Always remember—since he won’t go away, we have to stay sharp—that Donald Trump is a master of projection. He accuses others of misdeeds that are his own. Back in 2017, he accused President Obama of “wire tapping” Trump Tower during the presidential race—federal investigators said that never happened—and went on to make other claims, through 2020, that his Democratic predecessor had “spied on” his campaign. Obama had not.
Now, we are learning that Trump’s Justice Department gathered communications-data records of reporters, Congress members, and congressional staff (along with family members, including at least one juvenile), allegedly to investigate intelligence leaks.
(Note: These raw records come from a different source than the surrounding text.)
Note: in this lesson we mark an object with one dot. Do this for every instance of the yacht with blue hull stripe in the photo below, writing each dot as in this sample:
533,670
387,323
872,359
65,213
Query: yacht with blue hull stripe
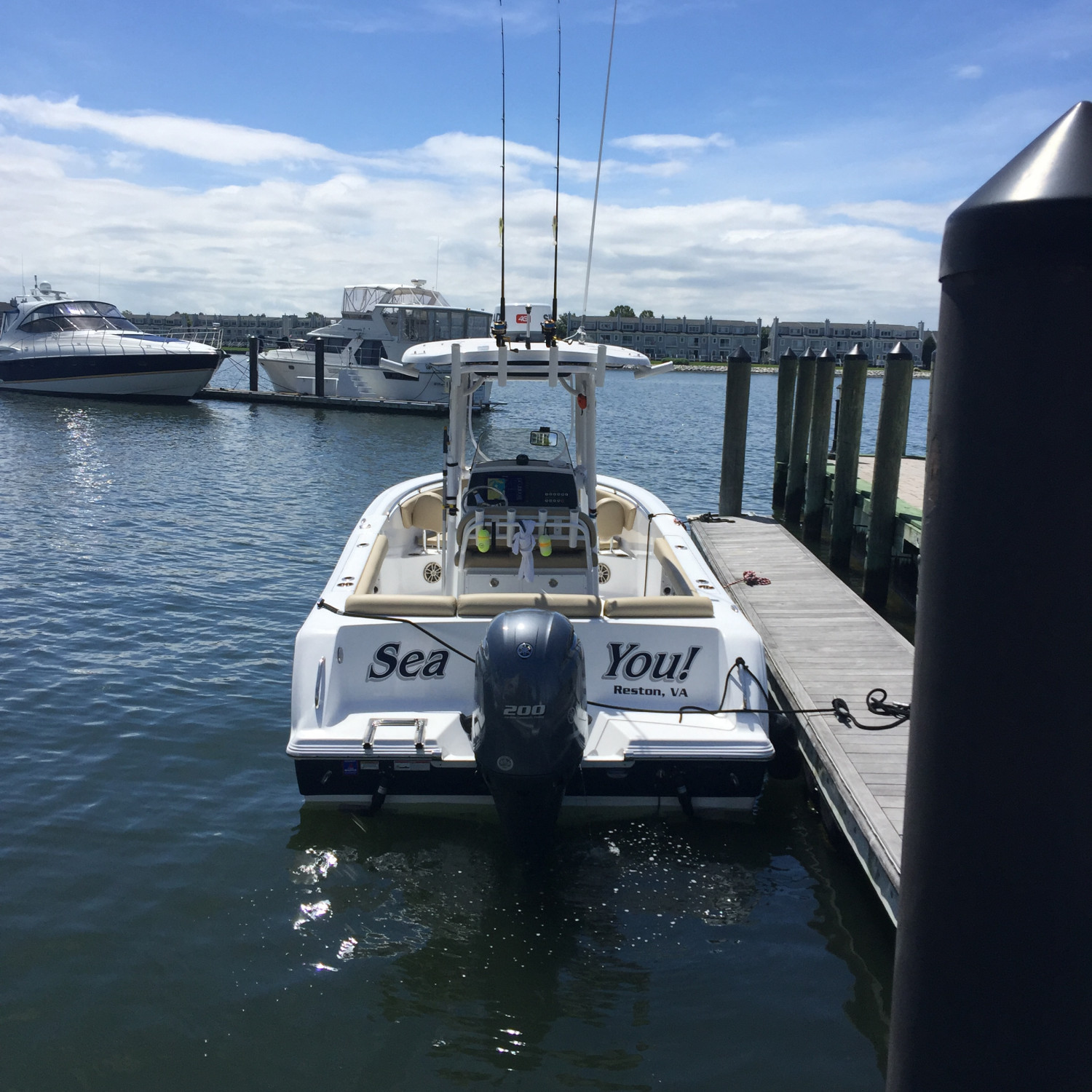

On Sunday, The New York Times reported that just last month Apple told Trump’s own White House counsel Don McGahn that his boss’s top legal guns sought the records of not only McGahn but also his wife back in early 2018. On Monday, a Trump holdover in the DOJ’s national security division, John Demers, announced that he will leave his job at the end of the week. The move was long planned and is not necessarily connected to these subpoena controversies. But it could be.
What the hell was going on here?
The mysterious investigations began under Attorney General Jeff Sessions but were reauthorized under William Barr. And yet both AGs deny knowledge of the subpoenas for information or the probe behind them. Then–Deputy AG Rod Rosenstein does too. On CNN’s State of the Union Sunday, House Speaker Nancy Pelosi said she found that hard to believe. “How could it be that there could be an investigation of members in the other branch of government and the press and the rest too and the attorneys general did not know?” she said. “So who are these people and are they still in the Justice Department?” Pelosi said all three men should have to testify to Congress on these questions, under oath, but so far it’s not clear who is making that happen.
According to a Times report on Thursday, Trump’s DOJ subpoenaed data records for House Intelligence Committee chair Adam Schiff and prominent member Representative Eric Swalwell, as well as for their staff and at least one minor child. Whoever authorized it, the fishing expedition is largely believed to stem from Trump’s crusade to expose whoever shared information about his felonious former national security adviser Michael Flynn’s conversations with Russian leaders.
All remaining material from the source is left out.